Investors wake up to the harsh reality
Pre-Open

The writing appears to be on the wall. Yesterday, Dow Jones, the US stock market barometer tumbled 268 points and closed at its three month lows. Things were not rosy at other stock markets either as a broad based selloff took centre stage. It was a combination of a weaker than expected jobs data in the US and sovereign debt issues that spooked the markets. Thus, the gloom that pervaded stocks right through the month of January has prevailed so far in the current month as well. And there seems to be no end in sight. Slowly but surely, the reality that the economic environment, especially in the developed world, is not as good as the stock market rally of 2009 would have us believe seems to be dawning upon investors. In other words, the stock markets had run up way too ahead of fundamentals and now having realized their mistake, seem to be in a correction mode.
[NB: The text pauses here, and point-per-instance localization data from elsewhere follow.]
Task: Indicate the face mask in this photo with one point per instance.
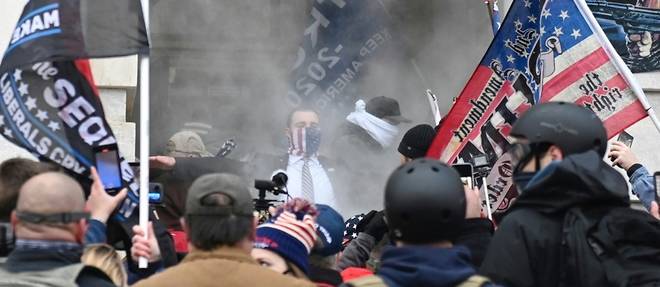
(522, 179)
(304, 141)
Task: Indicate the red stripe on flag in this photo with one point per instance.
(574, 73)
(459, 110)
(624, 118)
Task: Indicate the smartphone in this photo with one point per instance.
(625, 138)
(656, 178)
(155, 193)
(135, 166)
(466, 172)
(107, 165)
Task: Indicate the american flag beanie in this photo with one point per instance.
(290, 233)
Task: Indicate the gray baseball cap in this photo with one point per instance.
(228, 184)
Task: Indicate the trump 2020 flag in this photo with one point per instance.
(49, 104)
(544, 51)
(341, 37)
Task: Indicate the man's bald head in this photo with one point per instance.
(49, 193)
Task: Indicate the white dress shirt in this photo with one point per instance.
(323, 192)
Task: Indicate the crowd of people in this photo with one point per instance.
(572, 224)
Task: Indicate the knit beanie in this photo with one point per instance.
(417, 141)
(290, 233)
(330, 229)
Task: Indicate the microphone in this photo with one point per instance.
(277, 183)
(280, 178)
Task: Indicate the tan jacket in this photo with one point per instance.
(224, 266)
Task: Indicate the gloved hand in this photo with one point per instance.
(377, 227)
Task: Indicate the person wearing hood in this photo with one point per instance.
(557, 159)
(362, 145)
(425, 206)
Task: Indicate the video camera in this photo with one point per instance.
(276, 185)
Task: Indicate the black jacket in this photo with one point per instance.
(525, 250)
(41, 259)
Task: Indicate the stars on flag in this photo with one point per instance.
(54, 126)
(531, 19)
(22, 89)
(42, 115)
(517, 22)
(558, 32)
(18, 75)
(31, 103)
(545, 13)
(510, 58)
(576, 34)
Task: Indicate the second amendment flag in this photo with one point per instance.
(544, 51)
(49, 103)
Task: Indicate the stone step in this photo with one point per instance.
(114, 104)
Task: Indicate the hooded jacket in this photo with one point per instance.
(525, 251)
(426, 266)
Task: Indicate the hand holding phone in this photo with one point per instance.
(621, 155)
(656, 179)
(625, 138)
(107, 166)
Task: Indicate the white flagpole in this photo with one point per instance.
(144, 135)
(618, 62)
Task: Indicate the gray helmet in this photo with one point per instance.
(574, 129)
(424, 202)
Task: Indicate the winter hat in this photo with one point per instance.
(330, 228)
(290, 233)
(417, 141)
(350, 229)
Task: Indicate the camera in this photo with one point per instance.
(276, 185)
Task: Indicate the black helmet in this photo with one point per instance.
(574, 129)
(424, 202)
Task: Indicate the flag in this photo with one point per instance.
(341, 37)
(544, 51)
(50, 105)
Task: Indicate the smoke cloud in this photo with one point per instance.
(226, 63)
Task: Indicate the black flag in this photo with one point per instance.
(51, 30)
(49, 104)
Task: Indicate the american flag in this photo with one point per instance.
(544, 51)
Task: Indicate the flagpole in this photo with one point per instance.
(144, 136)
(619, 64)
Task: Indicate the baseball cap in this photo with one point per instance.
(186, 144)
(228, 184)
(330, 229)
(386, 108)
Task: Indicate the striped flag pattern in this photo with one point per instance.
(551, 51)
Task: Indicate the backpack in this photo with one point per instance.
(375, 281)
(58, 277)
(609, 246)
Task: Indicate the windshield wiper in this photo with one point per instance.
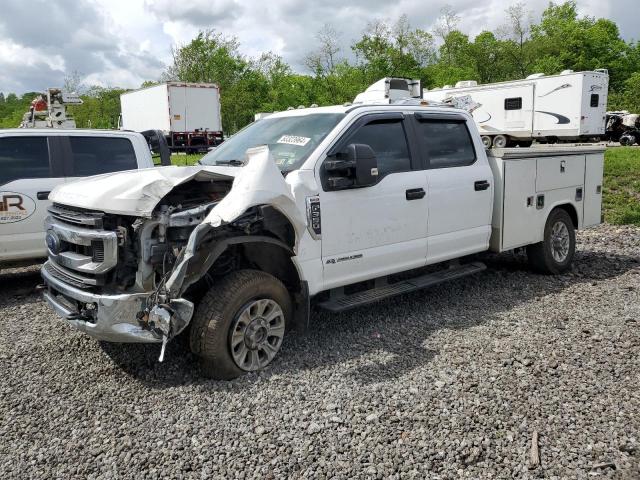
(233, 163)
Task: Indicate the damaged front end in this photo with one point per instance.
(128, 274)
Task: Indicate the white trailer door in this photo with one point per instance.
(202, 109)
(178, 108)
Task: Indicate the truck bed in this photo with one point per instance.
(530, 182)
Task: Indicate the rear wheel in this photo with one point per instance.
(239, 325)
(555, 253)
(500, 141)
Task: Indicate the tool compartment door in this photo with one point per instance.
(520, 218)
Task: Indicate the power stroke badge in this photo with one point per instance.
(15, 207)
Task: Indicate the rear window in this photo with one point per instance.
(23, 157)
(96, 155)
(447, 143)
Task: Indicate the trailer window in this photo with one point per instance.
(96, 155)
(23, 157)
(513, 103)
(446, 143)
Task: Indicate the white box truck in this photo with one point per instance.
(333, 206)
(187, 113)
(570, 106)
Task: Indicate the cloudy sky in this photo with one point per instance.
(124, 42)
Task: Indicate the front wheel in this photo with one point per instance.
(555, 253)
(239, 325)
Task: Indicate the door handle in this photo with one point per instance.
(415, 193)
(480, 185)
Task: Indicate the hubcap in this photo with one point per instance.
(256, 334)
(560, 241)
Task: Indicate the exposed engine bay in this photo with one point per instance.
(154, 262)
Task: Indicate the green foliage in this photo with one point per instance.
(621, 200)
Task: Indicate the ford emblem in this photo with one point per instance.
(53, 243)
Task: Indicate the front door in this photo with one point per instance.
(460, 185)
(377, 230)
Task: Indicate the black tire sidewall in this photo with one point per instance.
(552, 265)
(216, 314)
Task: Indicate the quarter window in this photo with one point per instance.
(96, 155)
(388, 141)
(446, 143)
(513, 103)
(23, 157)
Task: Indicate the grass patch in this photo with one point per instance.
(621, 200)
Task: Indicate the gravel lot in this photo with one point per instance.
(451, 382)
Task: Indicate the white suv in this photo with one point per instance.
(34, 161)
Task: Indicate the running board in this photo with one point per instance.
(340, 303)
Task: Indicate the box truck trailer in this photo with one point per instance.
(187, 113)
(570, 106)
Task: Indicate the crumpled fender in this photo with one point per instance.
(133, 192)
(259, 182)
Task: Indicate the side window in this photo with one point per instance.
(95, 155)
(513, 103)
(446, 143)
(23, 157)
(389, 143)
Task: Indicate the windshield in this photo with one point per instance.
(290, 139)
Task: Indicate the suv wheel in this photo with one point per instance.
(239, 325)
(555, 253)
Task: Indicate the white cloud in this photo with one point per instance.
(124, 42)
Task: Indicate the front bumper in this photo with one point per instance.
(115, 315)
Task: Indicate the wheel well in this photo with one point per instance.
(571, 210)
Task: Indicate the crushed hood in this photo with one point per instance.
(138, 192)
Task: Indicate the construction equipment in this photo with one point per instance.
(49, 110)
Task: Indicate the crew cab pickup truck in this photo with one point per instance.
(34, 161)
(337, 206)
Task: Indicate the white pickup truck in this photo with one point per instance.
(34, 161)
(335, 206)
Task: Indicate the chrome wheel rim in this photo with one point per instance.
(256, 334)
(560, 241)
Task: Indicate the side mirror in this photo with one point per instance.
(158, 145)
(355, 166)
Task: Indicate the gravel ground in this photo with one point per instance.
(451, 382)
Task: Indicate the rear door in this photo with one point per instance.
(381, 229)
(30, 168)
(460, 186)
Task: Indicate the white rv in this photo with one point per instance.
(570, 106)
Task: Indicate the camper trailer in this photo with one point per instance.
(570, 106)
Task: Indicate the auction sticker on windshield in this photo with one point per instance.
(15, 207)
(294, 140)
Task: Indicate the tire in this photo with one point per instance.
(555, 253)
(500, 141)
(627, 140)
(231, 315)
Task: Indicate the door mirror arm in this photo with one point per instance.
(353, 167)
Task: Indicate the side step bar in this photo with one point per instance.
(341, 303)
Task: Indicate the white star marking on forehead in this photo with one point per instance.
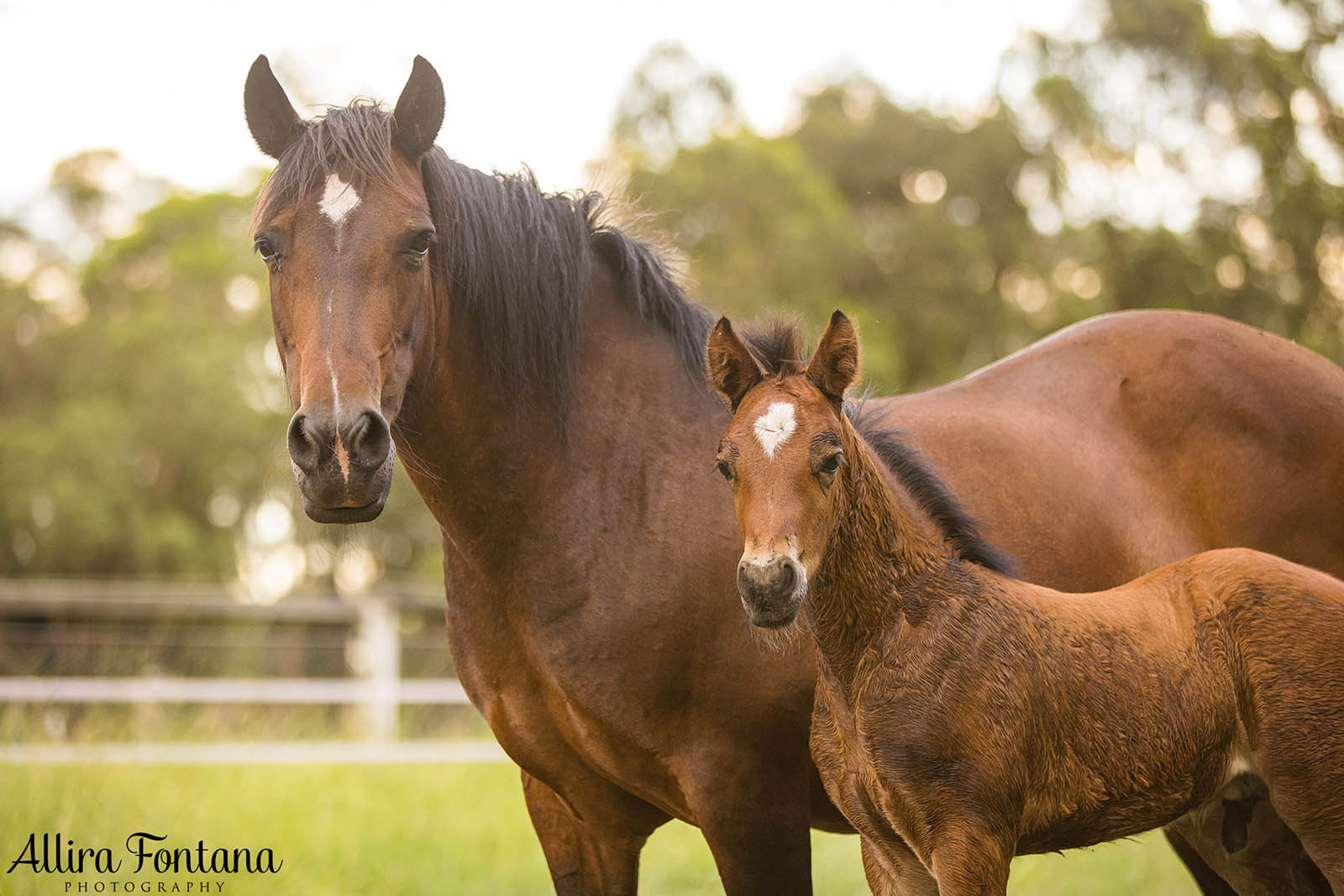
(339, 199)
(774, 427)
So, how long or how deep the correction is likely to be? Frankly, we do not have an idea. In fact, there is a strong possibility of them overreacting on the downside just as they have done on the upside. Indian markets too should not be expected to escape the pain.
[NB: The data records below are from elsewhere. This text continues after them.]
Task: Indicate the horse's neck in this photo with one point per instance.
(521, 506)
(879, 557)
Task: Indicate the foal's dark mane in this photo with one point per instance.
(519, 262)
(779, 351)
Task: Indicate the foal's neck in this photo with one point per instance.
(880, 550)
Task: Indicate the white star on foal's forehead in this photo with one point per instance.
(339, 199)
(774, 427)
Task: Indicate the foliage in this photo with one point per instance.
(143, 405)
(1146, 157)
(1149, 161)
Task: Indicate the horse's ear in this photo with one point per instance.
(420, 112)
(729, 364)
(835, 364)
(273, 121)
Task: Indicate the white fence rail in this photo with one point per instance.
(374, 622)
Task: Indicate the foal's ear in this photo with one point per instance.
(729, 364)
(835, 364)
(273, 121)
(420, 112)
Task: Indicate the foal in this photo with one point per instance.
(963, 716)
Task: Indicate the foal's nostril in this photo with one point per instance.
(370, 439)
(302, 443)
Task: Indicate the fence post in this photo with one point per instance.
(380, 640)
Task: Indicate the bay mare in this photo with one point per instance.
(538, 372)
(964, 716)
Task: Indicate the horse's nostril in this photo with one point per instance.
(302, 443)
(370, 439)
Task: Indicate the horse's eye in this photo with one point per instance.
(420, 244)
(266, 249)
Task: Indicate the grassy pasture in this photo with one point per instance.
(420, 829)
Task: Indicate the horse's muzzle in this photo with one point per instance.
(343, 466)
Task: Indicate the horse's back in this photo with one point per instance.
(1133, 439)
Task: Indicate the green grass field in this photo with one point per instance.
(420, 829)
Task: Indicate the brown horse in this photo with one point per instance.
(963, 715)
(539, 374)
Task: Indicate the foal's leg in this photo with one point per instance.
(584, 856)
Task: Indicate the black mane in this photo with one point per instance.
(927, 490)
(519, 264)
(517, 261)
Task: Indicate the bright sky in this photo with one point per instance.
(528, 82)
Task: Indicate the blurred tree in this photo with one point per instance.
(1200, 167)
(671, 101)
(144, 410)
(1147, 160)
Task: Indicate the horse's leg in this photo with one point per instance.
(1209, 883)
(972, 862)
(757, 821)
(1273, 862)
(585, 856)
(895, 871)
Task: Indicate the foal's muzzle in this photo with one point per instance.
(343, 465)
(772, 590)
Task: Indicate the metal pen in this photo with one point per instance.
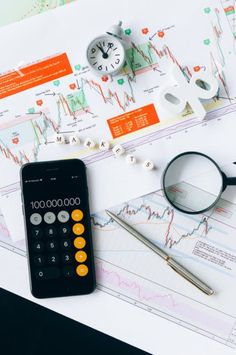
(181, 270)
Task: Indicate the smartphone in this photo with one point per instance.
(58, 229)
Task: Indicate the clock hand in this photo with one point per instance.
(110, 45)
(100, 48)
(104, 54)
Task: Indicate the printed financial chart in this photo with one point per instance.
(124, 110)
(76, 103)
(127, 270)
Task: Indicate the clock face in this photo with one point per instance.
(106, 54)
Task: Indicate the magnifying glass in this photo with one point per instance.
(193, 182)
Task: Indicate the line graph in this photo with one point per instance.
(153, 213)
(20, 141)
(128, 271)
(164, 302)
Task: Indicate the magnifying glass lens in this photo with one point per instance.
(192, 183)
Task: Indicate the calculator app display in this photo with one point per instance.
(58, 228)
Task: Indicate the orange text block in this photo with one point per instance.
(33, 75)
(133, 121)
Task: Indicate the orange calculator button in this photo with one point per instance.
(77, 215)
(80, 256)
(79, 242)
(78, 229)
(82, 270)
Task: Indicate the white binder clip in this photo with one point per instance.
(175, 98)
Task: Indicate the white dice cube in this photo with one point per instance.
(74, 139)
(104, 145)
(118, 150)
(89, 143)
(130, 159)
(148, 165)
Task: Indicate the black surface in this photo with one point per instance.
(30, 329)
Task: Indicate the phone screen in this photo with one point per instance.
(56, 209)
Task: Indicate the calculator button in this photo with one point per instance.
(37, 232)
(79, 242)
(53, 259)
(64, 231)
(67, 258)
(82, 270)
(47, 273)
(50, 231)
(66, 243)
(39, 260)
(38, 246)
(80, 256)
(63, 216)
(49, 217)
(35, 219)
(77, 215)
(52, 245)
(78, 229)
(68, 271)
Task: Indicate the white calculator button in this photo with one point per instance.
(35, 219)
(49, 217)
(63, 216)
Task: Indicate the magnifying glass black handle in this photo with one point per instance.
(231, 181)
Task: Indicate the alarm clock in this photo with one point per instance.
(106, 53)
However, unlike the developed world, the Indian investor is not staring at an uncertain future and years of sub par growth. It is instead looking at an economy that is likely to remain one of the fastest growing in the world for many years to come. And hence, the investor should pounce upon the opportunity that any significant corrections might present by investing in fundamentally strong Indian companies available at reasonable valuations. Thus, while the investor in the developed world may not know what to do during the deep slump that could come, his Indian counterpart could do well to grab some fundamentally strong counters at attractive valuations.

The focus shifts back to the Yuan
It isn’t that all is lost for the US economy. One way out of the current mess for the US could be to grow its exports. But it may not be easy. They are most likely to run into the Great Wall of China. And the deliberate undervaluation of the Chinese currency is making the US authorities all the more nervous. Little wonder, the US is going all out to try and force the Chinese to undertake a gradual appreciation in the Yuan.

The Chinese though may be in no mood to oblige. It knows quite too well that its export driven economy could come under threat from other emerging nations if there is a meaningful appreciation in the Yuan. And this is the kind of risk the dragon nation may not be willing to take in the current environment. Hence, it would be interesting to see how this battle pans out in the days to come. By all indications, the US is likely to continue to keep stepping up the pressure.